Opinion
Argued May 13, 1999
June 21, 1999
Appeal by the defendant from a judgment of the Supreme Court, Queens County (McGann, J.), rendered October 11, 1995, convicting her of murder in the second degree (two counts) and criminal possession of a weapon in the second degree, upon a jury verdict, and imposing sentence.
M. Sue Wycoff, New York, N.Y. (Harold V. Ferguson, Jr., of counsel), for appellant, and appellant pro se.
Richard A. Brown, District Attorney, Kew Gardens, N.Y. (John M. Castellano, Nicoletta J. Caferri, and Maryam N'ha Margo Lipkansky of counsel), for respondent.

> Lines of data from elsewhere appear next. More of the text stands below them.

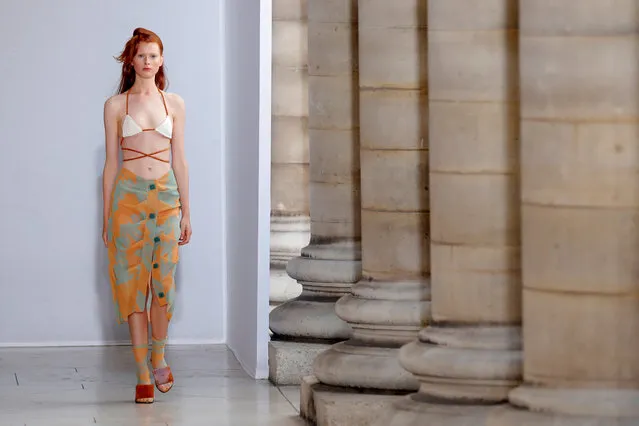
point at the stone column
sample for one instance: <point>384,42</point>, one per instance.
<point>290,222</point>
<point>580,213</point>
<point>387,308</point>
<point>328,266</point>
<point>470,354</point>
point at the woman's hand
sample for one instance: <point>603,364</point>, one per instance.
<point>185,230</point>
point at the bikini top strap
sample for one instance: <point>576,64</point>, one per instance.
<point>164,102</point>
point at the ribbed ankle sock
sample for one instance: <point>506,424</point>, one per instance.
<point>157,352</point>
<point>140,353</point>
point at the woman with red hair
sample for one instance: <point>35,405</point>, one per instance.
<point>146,203</point>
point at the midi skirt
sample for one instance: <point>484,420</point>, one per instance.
<point>143,234</point>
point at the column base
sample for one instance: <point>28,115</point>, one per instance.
<point>414,410</point>
<point>282,287</point>
<point>617,403</point>
<point>352,365</point>
<point>324,405</point>
<point>289,361</point>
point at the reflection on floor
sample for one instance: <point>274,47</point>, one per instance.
<point>86,386</point>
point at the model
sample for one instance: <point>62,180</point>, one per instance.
<point>146,203</point>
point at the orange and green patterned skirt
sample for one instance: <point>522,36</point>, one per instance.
<point>143,234</point>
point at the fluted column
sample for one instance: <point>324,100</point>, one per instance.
<point>580,213</point>
<point>328,266</point>
<point>290,221</point>
<point>471,352</point>
<point>388,306</point>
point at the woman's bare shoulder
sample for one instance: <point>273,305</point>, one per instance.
<point>114,104</point>
<point>176,102</point>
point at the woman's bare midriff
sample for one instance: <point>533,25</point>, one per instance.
<point>147,167</point>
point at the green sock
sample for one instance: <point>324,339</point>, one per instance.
<point>157,352</point>
<point>140,353</point>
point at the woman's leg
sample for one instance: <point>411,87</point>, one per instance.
<point>159,331</point>
<point>139,329</point>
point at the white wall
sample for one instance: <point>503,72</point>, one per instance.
<point>56,70</point>
<point>248,164</point>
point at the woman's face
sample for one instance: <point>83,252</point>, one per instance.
<point>148,60</point>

SONDRA MILLER, J.P., DANIEL W. JOY, HOWARD MILLER, SANDRA J. FEUERSTEIN, JJ.
DECISION ORDER
ORDERED that the judgment is affirmed.
The defendant's contention that the evidence was legally insufficient to establish her guilt of intentional murder in the second degree is unpreserved for appellate review ( see, CPL 470.05; People v. Gray, 86 N.Y.2d 10; People v. Udzinski, 146 A.D.2d 245). In any event, viewing the evidence in the light most favorable to the People ( see, People v. Contes, 60 N.Y.2d 620), we find that it was legally sufficient to establish the defendant's guilt beyond a reasonable doubt. Moreover, upon the exercise of our factual review power, we are satisfied that the verdict of guilt was not against the weight of the evidence ( see, CPL 470.15).

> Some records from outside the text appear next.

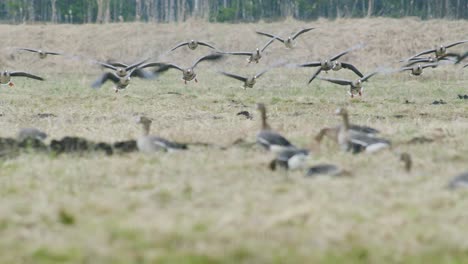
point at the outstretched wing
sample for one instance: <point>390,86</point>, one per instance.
<point>365,78</point>
<point>213,56</point>
<point>179,45</point>
<point>267,44</point>
<point>103,78</point>
<point>270,35</point>
<point>456,43</point>
<point>206,45</point>
<point>28,75</point>
<point>301,32</point>
<point>235,76</point>
<point>315,75</point>
<point>337,81</point>
<point>351,67</point>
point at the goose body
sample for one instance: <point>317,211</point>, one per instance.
<point>269,139</point>
<point>355,87</point>
<point>42,54</point>
<point>150,144</point>
<point>289,41</point>
<point>355,141</point>
<point>192,44</point>
<point>5,77</point>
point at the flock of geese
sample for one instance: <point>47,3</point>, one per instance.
<point>350,137</point>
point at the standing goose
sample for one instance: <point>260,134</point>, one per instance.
<point>253,56</point>
<point>192,44</point>
<point>42,54</point>
<point>417,70</point>
<point>188,74</point>
<point>5,77</point>
<point>354,86</point>
<point>331,63</point>
<point>269,139</point>
<point>148,143</point>
<point>289,41</point>
<point>355,141</point>
<point>441,51</point>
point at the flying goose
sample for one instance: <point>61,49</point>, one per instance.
<point>269,139</point>
<point>253,56</point>
<point>330,64</point>
<point>5,77</point>
<point>188,74</point>
<point>441,51</point>
<point>193,44</point>
<point>355,141</point>
<point>42,54</point>
<point>289,41</point>
<point>354,86</point>
<point>418,69</point>
<point>148,143</point>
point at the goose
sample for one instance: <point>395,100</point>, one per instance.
<point>249,81</point>
<point>120,82</point>
<point>31,133</point>
<point>42,53</point>
<point>355,141</point>
<point>193,44</point>
<point>354,86</point>
<point>290,159</point>
<point>330,64</point>
<point>188,74</point>
<point>253,56</point>
<point>460,181</point>
<point>441,51</point>
<point>269,139</point>
<point>332,132</point>
<point>289,41</point>
<point>148,143</point>
<point>5,77</point>
<point>418,69</point>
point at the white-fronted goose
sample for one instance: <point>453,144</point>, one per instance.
<point>290,159</point>
<point>356,142</point>
<point>5,77</point>
<point>331,63</point>
<point>289,41</point>
<point>31,133</point>
<point>441,51</point>
<point>269,139</point>
<point>188,74</point>
<point>253,56</point>
<point>354,86</point>
<point>192,44</point>
<point>418,69</point>
<point>42,53</point>
<point>148,143</point>
<point>460,181</point>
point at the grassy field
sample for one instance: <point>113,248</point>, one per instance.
<point>222,204</point>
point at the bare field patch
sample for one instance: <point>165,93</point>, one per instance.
<point>222,204</point>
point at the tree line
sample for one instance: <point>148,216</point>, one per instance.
<point>107,11</point>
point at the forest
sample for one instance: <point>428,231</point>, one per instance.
<point>233,11</point>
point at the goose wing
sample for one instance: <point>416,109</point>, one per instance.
<point>212,57</point>
<point>267,44</point>
<point>337,81</point>
<point>28,75</point>
<point>270,35</point>
<point>301,32</point>
<point>103,78</point>
<point>179,45</point>
<point>235,76</point>
<point>351,67</point>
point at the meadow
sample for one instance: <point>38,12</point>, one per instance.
<point>220,203</point>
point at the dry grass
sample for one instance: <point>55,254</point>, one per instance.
<point>209,205</point>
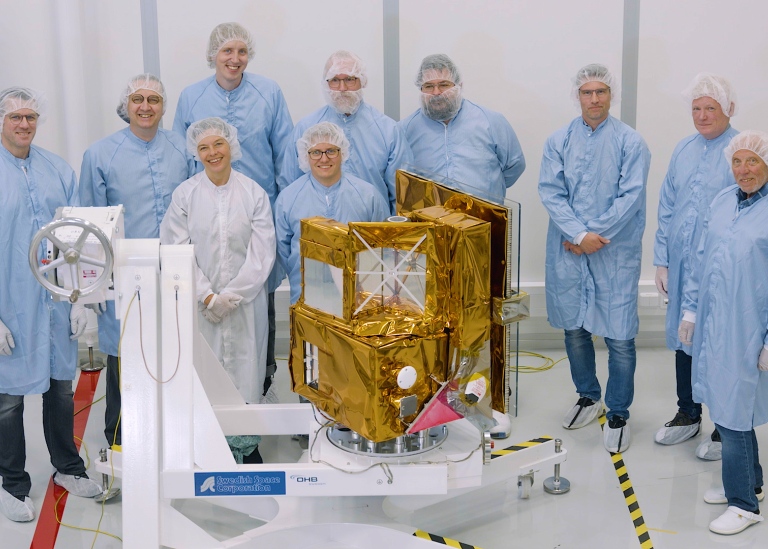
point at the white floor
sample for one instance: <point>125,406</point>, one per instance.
<point>669,481</point>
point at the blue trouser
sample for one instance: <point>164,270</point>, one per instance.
<point>621,370</point>
<point>742,473</point>
<point>685,401</point>
<point>58,429</point>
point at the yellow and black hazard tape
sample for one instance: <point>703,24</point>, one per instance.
<point>520,446</point>
<point>444,541</point>
<point>629,496</point>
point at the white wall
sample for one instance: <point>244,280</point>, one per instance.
<point>516,56</point>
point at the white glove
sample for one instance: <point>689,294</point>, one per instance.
<point>98,308</point>
<point>78,320</point>
<point>220,306</point>
<point>685,332</point>
<point>762,362</point>
<point>662,276</point>
<point>6,340</point>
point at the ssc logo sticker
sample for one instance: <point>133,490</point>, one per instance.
<point>240,484</point>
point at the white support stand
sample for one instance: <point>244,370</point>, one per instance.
<point>179,403</point>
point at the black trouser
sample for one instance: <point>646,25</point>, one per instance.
<point>685,403</point>
<point>114,402</point>
<point>271,362</point>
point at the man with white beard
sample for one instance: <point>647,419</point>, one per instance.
<point>458,139</point>
<point>378,146</point>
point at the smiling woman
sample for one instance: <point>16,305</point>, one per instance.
<point>227,217</point>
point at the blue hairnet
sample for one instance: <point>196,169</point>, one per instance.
<point>227,32</point>
<point>17,98</point>
<point>144,81</point>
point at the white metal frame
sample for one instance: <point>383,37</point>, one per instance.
<point>173,433</point>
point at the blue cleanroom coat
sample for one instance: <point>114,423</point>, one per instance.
<point>594,181</point>
<point>351,199</point>
<point>377,148</point>
<point>478,147</point>
<point>728,291</point>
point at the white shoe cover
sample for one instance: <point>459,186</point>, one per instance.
<point>733,521</point>
<point>15,510</point>
<point>77,485</point>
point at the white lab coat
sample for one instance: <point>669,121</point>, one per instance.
<point>234,237</point>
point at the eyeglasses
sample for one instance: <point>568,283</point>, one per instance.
<point>334,83</point>
<point>138,99</point>
<point>330,153</point>
<point>602,92</point>
<point>442,86</point>
<point>16,118</point>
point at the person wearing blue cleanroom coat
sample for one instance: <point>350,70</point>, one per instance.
<point>377,146</point>
<point>37,353</point>
<point>697,172</point>
<point>592,183</point>
<point>138,167</point>
<point>325,190</point>
<point>256,107</point>
<point>458,139</point>
<point>725,318</point>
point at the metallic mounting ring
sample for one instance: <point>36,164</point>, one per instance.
<point>72,256</point>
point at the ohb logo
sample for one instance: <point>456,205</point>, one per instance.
<point>298,478</point>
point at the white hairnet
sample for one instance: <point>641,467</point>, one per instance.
<point>751,140</point>
<point>345,62</point>
<point>213,126</point>
<point>144,81</point>
<point>594,72</point>
<point>17,98</point>
<point>324,132</point>
<point>710,85</point>
<point>435,67</point>
<point>227,32</point>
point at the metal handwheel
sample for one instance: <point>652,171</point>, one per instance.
<point>71,255</point>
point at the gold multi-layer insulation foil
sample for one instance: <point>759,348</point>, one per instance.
<point>417,193</point>
<point>356,377</point>
<point>393,255</point>
<point>467,240</point>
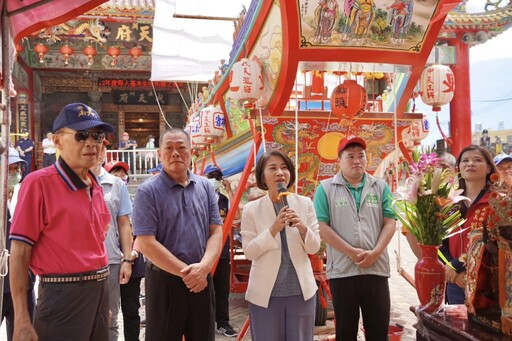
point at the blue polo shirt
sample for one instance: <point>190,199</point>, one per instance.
<point>179,217</point>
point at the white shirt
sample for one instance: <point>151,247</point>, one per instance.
<point>48,146</point>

Since the defendant specifically waived the right to a charge of extreme emotional disturbance, the court's failure to so charge did not constitute error ( see, People v. Petrovich, 87 N.Y.2d 961; People v. Feris, 144 A.D.2d 691).
The defendant's sentence is not excessive ( see, People v. Suitte, 90 A.D.2d 80).
The defendant's remaining contentions, including those raised in her supplemental pro se brief, are without merit.